Pasan los minutos, son las cuatro y treinta de la mañana, esa hora en que todo comienza a despertar y se regresa a las rutinas; no me levanto, me quedo tras la pared que sostiene esa ventana en un tercer piso mientras escucho a lo lejos cómo los autos comienzan su camino, las empresas sus producciones y las personas sus trabajos.
Tac, Tac, tac…suenan cerca unos zapatos de mujer, despacio, muy despacio y muy fuerte; me quedo en mi cama siguiendo con mí oído los pasos de aquella persona que no se levanta temprano para ir a su trabajo como casi todas, si no que llega en la madrugada de trabajar con su traje de colores y la belleza puesta en su cuerpo.
Ella trabaja todos los días en el mismo sitio a la misma hora, duerme en el cuarto de la casa vecina; esta mujer pone todos los días en su rostro una sonrisa amable y una mirada penetrante, en el día duerme y en la noche mientras casi todos luchan por soñar trabaja en ese sitio que le permite el sustento y la estabilidad.
Me asomo a la ventana y pareciera que acaba de salir de su casa, recuerdo que en la tarde cuando me la encuentro por la calle lleva los labios y los ojos despintados, el cabello despeinado y un traje diferente al que usa en las noches.
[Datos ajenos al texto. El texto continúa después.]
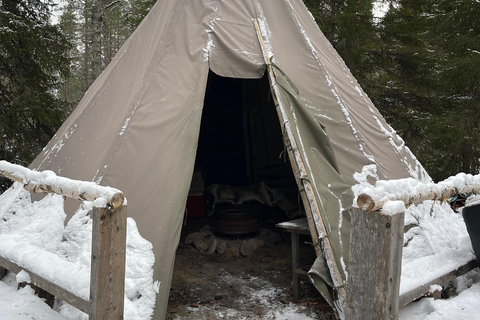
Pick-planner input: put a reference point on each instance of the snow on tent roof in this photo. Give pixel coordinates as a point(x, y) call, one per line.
point(137, 127)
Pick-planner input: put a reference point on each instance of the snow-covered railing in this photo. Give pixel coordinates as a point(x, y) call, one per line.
point(410, 191)
point(107, 278)
point(376, 244)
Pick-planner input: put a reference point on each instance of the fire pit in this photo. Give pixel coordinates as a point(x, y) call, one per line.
point(235, 220)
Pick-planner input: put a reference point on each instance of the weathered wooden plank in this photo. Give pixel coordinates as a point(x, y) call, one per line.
point(3, 272)
point(376, 247)
point(297, 226)
point(48, 286)
point(443, 280)
point(107, 284)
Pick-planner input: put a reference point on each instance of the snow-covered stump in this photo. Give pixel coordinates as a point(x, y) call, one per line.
point(109, 233)
point(376, 246)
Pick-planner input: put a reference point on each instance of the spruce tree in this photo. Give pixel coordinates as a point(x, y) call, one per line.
point(32, 59)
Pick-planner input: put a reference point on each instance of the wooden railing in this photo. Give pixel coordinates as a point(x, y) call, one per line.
point(373, 285)
point(107, 275)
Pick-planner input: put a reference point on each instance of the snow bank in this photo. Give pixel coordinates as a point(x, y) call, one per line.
point(436, 240)
point(33, 235)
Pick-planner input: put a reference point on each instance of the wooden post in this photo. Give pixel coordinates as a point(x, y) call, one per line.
point(3, 272)
point(107, 283)
point(373, 284)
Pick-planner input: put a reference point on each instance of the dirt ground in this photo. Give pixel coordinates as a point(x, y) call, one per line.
point(214, 286)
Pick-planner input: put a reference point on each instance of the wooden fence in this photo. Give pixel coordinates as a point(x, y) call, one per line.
point(107, 275)
point(376, 253)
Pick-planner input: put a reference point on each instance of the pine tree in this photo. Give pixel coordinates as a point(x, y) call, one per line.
point(32, 59)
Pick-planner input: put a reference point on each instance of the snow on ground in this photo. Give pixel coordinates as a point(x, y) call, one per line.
point(33, 233)
point(34, 236)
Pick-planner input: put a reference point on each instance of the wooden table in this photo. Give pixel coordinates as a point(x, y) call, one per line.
point(296, 227)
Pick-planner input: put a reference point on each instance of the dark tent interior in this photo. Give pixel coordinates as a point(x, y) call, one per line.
point(241, 147)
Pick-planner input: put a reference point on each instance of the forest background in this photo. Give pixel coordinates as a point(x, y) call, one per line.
point(419, 63)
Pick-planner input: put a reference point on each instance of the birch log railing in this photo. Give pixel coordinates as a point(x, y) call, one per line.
point(376, 246)
point(107, 274)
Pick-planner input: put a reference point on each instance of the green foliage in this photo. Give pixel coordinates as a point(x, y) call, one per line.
point(428, 81)
point(348, 24)
point(33, 57)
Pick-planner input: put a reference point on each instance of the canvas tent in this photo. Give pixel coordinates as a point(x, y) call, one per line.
point(138, 126)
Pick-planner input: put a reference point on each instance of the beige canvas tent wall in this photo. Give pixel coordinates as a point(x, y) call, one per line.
point(137, 127)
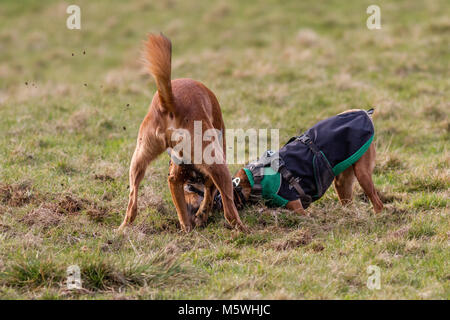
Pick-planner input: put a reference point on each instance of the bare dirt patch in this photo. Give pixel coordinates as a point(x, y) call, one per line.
point(298, 238)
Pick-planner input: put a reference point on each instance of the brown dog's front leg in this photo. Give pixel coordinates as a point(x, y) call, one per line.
point(206, 206)
point(296, 206)
point(363, 169)
point(176, 180)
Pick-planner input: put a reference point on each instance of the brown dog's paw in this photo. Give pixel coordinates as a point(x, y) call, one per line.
point(200, 220)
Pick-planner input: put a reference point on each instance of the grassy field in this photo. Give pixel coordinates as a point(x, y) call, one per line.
point(71, 102)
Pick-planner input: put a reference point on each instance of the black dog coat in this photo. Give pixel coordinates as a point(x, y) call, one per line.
point(316, 157)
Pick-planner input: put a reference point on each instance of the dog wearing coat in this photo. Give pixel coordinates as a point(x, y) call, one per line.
point(338, 149)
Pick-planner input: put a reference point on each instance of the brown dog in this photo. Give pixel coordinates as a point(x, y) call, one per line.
point(176, 105)
point(362, 170)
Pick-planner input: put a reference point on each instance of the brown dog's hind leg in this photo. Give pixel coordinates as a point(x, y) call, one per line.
point(139, 163)
point(343, 183)
point(176, 181)
point(363, 169)
point(206, 206)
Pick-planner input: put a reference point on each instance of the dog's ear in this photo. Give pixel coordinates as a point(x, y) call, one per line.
point(244, 183)
point(193, 200)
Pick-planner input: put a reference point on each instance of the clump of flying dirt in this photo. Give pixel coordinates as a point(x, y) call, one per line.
point(17, 195)
point(298, 238)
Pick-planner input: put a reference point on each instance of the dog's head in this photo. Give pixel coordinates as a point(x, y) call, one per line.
point(193, 193)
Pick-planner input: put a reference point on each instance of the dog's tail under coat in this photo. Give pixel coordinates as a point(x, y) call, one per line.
point(157, 58)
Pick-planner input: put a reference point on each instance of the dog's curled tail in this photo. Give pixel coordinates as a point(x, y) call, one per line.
point(157, 58)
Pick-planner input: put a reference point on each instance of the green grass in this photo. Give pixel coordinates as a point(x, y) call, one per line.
point(66, 147)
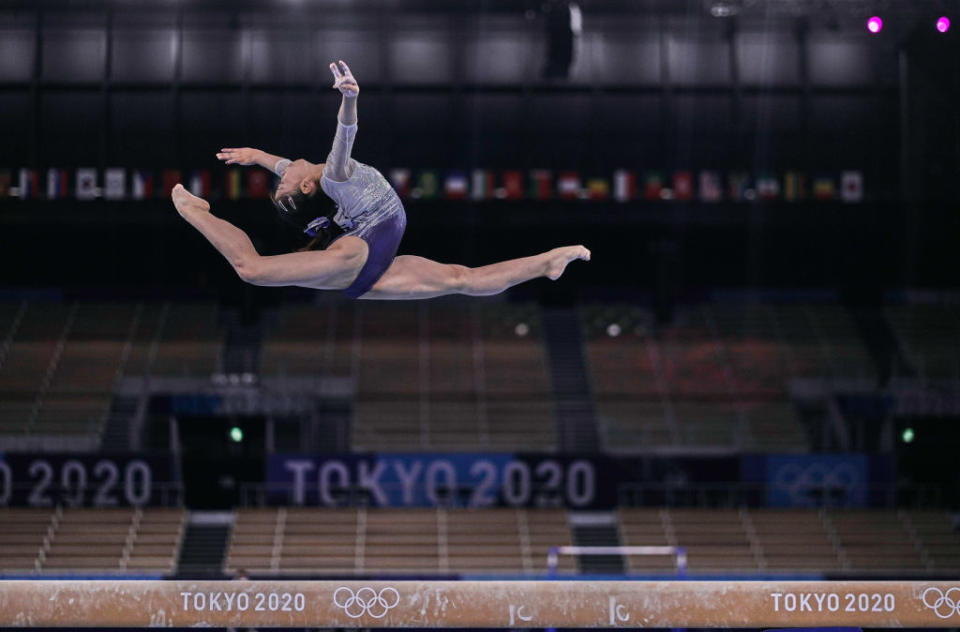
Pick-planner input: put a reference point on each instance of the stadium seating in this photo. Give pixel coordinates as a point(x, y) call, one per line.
point(927, 334)
point(83, 541)
point(716, 378)
point(396, 541)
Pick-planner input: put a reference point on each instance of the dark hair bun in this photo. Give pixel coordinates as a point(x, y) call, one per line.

De ella las señoras del barrio prefieren no hablar…sólo sus pasos se sienten por aquí en esta calle, a esa hora de la madrugada fría donde todos comienzan a despertar y algunos se esconden tras las paredes de sus casas.
El día comienza a poseer a esta ciudad, el cielo se hace más claro, aparece un poco el sol y me doy cuenta que tengo que levantarme cuando de fondo, en la radio de mi mamá escucho esa melodía cuya letra dice: “Oh gloria inmarcesible, oh júbilo inmortal”.